Cancer is something Deadpool and Wade Wilson have to live with, which — at the risk of sounding absurd because we’re talking about how this relates to a foul-mouthed comic book character — is something essential to the cancer experience for not only the person diagnosed with the disease but also their friends and family.

It’s arguable whether the new movie will significantly address these themes. It’ll most likely be too busy upping the R-rated action and Reynolds quips to really try something meaningful. Besides, Deadpool is the type of character who breaks the fourth wall to directly address the reader or the audience, and when he does, you definitely don’t want him to lecture you about devastating diseases. You want him swearing, shooting bad guys, and smart assing his way through a few killings. For his part, Reynolds has been appearing in costume at hospitals to visit Deadpool fans fighting cancer and posting the meetings to his Instagram account. Hopefully the idea isn’t that these kids revere this potentially insane anti-hero because of his actions, it’s because they at least connect with the character on a medical level.

But at least he’s there as a representative, and in a sense it’s all about representation. Deadpool’s no-nonsense smart-assed approach, though fictional, is nonetheless similar to the type of confrontational rallying cry of alternative foundations like entrepreneur Yael Cohen’s non-profit “Fuck Cancer” organization. It’s a millennial-focused support network whose name says it all.

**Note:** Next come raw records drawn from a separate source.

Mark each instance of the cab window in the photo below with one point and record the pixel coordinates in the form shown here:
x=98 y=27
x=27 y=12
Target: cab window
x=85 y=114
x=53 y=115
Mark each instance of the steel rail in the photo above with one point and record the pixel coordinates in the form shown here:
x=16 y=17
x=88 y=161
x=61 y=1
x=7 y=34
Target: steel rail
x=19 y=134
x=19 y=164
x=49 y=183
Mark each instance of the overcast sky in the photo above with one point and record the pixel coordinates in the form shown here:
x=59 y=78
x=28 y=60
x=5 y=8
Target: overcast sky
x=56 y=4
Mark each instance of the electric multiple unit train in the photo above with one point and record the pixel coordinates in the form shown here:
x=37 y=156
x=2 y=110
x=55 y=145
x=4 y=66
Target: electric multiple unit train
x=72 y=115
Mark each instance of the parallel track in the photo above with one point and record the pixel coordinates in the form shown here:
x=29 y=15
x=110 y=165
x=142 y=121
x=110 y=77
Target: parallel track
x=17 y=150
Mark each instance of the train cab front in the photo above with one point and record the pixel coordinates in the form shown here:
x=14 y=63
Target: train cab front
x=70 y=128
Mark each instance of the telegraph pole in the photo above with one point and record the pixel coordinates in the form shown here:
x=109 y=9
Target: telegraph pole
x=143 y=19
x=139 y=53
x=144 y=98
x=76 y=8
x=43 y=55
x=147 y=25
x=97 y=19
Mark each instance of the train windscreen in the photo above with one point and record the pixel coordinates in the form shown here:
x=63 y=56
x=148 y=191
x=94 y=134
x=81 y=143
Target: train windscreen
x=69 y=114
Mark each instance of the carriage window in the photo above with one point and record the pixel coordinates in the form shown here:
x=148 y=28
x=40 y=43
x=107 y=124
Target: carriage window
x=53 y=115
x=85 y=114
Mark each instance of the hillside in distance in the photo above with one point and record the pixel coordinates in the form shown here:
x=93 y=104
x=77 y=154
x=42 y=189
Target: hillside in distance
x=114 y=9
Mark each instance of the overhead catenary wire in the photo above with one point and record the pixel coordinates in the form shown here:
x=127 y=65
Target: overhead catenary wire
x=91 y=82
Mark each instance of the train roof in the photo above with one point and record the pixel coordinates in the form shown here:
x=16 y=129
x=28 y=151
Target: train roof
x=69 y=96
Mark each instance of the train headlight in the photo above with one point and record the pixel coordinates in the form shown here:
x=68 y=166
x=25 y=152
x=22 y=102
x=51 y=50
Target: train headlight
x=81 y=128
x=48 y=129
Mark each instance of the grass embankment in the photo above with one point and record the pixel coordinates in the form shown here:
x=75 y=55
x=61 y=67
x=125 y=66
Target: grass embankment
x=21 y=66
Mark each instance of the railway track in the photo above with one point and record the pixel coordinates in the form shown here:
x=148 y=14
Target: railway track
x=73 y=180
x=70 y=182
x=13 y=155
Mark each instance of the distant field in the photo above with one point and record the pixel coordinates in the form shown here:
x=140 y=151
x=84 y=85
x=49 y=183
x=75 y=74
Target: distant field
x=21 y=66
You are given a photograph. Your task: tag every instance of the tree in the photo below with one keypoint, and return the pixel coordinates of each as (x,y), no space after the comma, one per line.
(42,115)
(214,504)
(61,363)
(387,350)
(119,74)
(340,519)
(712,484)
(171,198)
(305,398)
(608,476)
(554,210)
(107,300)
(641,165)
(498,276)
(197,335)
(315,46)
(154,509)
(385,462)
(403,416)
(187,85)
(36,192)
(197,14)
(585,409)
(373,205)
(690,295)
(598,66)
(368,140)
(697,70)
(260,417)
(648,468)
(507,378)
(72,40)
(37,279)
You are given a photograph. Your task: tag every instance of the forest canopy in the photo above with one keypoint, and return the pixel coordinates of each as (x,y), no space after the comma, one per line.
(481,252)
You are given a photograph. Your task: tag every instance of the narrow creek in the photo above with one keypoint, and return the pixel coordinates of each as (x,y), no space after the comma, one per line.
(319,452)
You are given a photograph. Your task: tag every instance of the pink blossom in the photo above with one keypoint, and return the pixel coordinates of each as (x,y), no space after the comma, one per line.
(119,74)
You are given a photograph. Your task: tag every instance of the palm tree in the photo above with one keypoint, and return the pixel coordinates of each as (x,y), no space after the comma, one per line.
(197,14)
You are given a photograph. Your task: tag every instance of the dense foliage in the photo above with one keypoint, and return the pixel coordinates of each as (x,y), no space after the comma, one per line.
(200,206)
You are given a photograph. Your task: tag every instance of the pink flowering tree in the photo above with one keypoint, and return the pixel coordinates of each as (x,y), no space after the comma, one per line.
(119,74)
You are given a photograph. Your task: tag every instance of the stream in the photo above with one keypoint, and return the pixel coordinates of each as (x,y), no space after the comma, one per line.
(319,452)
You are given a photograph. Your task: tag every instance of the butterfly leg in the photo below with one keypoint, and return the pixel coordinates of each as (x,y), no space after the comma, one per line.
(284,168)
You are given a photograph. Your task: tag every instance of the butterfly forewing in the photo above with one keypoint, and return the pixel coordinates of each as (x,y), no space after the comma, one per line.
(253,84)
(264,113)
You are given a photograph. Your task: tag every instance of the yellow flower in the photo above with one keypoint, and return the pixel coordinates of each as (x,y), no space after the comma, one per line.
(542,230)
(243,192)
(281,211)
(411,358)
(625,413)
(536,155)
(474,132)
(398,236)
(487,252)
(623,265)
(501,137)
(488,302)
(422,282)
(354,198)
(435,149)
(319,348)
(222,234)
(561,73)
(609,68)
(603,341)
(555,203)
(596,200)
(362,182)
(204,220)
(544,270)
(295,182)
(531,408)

When she spoke to Forbes in 2014, Cohen explained that the mantra behind “Fuck Cancer” was about reaching people “to speak their language,” and to approach such a tough subject with “humor, wit and edge.” She continued by saying “you have to be honest, authentic and bold” when confronting such a traumatic disease. “Fuck Cancer is not sexual or violent; it’s defiant and defeated simultaneously,” she explained. “People join our movement because they instantly resonate with our name and our ethos.”

It’s a no-bullshit spirit that confronts a distressing situation, and whose sentiment can be found in Deadpool’s same anarchic humor. It may seem like a stretch, but a superpowered mercenary might just be the hero the cancer community has earned.